Enuma raised a $3.7 million USD investment led by TAL education group in China and South Korea’s SoftBank Ventures, followed by its existing US investors, K9 Ventures, Newschools Venture Fund, Kapor Capital, D3Jubilee.
“I was surprised to see that some of Chinese parents were using our app for the early education of their children,” Mr. Lee says. “There are some parts in China that don’t have educational infrastructure but have phones to access educational apps. We want to help children from difficult social, economic background and those have require special needs to have universal access to education.”
Children’s Books Turning Into Education Apps
The CEO of Smartstudy, Minseok Kim, previously worked in Nexon, one of South Korea’s gaming unicorns.
“I started to realize the importance of child education, and thought of making games for children.
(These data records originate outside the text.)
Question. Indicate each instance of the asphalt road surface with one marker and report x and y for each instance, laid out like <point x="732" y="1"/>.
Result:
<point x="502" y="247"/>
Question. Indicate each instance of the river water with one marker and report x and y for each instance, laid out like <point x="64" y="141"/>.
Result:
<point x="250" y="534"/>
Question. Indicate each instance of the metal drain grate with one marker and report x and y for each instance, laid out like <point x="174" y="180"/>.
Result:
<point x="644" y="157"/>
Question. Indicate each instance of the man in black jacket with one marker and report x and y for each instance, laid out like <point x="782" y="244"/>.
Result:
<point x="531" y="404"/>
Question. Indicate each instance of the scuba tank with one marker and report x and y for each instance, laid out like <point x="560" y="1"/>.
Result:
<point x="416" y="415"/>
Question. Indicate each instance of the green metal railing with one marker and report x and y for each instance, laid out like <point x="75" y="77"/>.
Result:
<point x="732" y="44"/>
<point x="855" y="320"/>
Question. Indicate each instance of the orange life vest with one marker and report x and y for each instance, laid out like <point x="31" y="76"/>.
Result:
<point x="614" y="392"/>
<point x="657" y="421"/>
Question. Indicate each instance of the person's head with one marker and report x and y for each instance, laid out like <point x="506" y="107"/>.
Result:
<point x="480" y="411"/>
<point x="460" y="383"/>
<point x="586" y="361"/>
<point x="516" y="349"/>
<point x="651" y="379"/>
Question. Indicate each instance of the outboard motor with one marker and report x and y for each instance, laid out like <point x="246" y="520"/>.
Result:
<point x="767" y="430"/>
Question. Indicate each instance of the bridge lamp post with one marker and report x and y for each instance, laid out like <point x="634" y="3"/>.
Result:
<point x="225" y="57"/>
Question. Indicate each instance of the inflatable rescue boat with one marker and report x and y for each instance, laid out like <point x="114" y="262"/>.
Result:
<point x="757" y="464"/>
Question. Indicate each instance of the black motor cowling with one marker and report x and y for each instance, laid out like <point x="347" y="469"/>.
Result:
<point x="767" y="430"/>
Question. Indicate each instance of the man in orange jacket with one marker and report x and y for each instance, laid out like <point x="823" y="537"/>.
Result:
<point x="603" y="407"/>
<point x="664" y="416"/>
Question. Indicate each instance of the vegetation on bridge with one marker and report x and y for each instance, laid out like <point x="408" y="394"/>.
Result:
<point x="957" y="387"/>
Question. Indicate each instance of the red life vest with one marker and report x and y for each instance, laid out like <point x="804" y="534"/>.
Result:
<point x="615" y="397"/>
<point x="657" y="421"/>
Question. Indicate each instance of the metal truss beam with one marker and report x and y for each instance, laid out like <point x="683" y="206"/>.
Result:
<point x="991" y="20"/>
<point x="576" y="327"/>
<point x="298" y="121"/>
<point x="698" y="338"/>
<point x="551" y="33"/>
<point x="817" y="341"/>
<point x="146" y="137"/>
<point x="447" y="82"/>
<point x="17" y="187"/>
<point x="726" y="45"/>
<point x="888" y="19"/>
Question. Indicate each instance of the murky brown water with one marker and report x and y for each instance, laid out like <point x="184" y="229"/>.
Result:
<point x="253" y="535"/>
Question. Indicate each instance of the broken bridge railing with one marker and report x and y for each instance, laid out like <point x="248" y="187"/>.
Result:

In the company, a lot of our team members are previous game developers from Nexon or NCsoft who are now dads,” says Mr. Kim. Many of the content creators at SmartStudy hail from children’s book publishing.
The Seoul-based child education app company has been welcomed by Chinese internet companies. The company’s seven ‘PINKFONG’ education apps are now within the Xiaomi, Baidu and Qihoo app stores, and were top ranked in the Xiaomi app store’s education category. Recently, the company reached an agreement with Xiaomi to provide 450 pieces of child education content on its own channel for Xiaomi’s Mi TV and Mi Box.
“Many of our apps are made based on chant melodies. I think it’s one of the reasons why children like studying with our content so much,” Mr. Kim said. “Preschool education content can be expanded globally without so much localization. It’s when these kids go to school they start to learn about their country’s culture and history, which needs sophisticated localization.”
SmartStudy received an $8.6 million USD series A funding from KDB Capital and IBK Capital, and recorded $8 million USD in sales last year. Incubated in NEOPLY China last year, and supported by Born2Global, the company recently opened a Shanghai office.